Akibat keberhasilan dipandang hanya dari ukuran kecerdasan
intelektual (IQ), banyak orang yang bangga menunjukkan berbagai titel
akademik di depan dan belakang namanya. Padahal, Robert Steinberg,
psikolog dari Yale University, berkata, “IQ bukanlah yang terpenting,
namun orang-orang masih menghitung IQ.”
Banyak juga orang yang berhasil mengasah kecerdasan emosioal (EQ)

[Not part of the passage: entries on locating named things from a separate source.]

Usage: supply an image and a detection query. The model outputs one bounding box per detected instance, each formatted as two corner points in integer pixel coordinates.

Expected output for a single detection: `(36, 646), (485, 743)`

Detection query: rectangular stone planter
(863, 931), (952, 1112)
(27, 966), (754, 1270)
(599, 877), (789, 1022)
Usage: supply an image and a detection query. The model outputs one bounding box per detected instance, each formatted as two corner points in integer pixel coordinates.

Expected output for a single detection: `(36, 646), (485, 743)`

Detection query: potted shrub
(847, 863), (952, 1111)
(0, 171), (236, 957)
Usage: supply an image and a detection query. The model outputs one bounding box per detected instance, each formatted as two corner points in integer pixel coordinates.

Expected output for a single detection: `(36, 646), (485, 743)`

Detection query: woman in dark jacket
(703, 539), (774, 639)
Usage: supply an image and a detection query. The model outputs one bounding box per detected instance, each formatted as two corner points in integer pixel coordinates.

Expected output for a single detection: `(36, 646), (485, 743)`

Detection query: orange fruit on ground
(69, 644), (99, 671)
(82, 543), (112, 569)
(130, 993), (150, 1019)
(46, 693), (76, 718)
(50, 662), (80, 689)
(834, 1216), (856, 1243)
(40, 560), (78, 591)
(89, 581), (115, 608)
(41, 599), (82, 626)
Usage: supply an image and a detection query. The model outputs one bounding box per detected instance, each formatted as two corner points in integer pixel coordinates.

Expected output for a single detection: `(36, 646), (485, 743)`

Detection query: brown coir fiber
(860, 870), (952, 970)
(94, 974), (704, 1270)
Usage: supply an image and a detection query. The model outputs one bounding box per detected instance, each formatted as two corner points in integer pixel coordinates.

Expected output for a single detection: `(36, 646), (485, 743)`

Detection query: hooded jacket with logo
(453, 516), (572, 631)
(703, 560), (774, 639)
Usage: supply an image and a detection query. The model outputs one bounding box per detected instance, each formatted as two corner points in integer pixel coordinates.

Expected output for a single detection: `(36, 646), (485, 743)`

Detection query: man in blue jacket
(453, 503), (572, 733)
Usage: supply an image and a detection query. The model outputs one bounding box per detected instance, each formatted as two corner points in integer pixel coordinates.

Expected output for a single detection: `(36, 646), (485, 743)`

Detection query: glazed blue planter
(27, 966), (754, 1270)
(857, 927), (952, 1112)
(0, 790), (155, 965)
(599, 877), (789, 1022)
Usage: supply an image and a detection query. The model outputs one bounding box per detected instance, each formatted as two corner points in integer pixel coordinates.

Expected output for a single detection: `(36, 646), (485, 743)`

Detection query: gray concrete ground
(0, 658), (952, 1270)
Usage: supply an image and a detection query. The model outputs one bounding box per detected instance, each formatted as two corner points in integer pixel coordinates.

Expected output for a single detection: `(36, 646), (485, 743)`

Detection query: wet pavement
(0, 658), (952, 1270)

sehingga hubungan muamalahnya dengan orang lain begitu harmonis. Lantas,
apakah bila Anda memiliki kecerdasan akademik dan emosional tinggi,
karir Anda menanjak, dan materi Anda bertambah, Anda telah mencapai
sukses yang sebenarnya? Sudah cukupkah semua itu?
Renungkanlah sebuah kenyataan yang pasti akan menimpa setiap orang,
yaitu kematian. Bayangkan bila berbagai impian duniawi telah Anda raih
dan ketika Anda berada di puncak kesuksesan tiba-tiba Anda meninggal.
Tenteramkah hati Anda membayangkan kemungkinan itu?
Lupa Mati
Rasulullah Shallallahu ‘alaihi wa sallam (SAW) bersabda,
“Secerdas-cerdasnya manusia adalah yang terbanyak mengingat kematian
serta yang terbanyak persiapan menghadapinya,” (Riwayat Ibnu Majah).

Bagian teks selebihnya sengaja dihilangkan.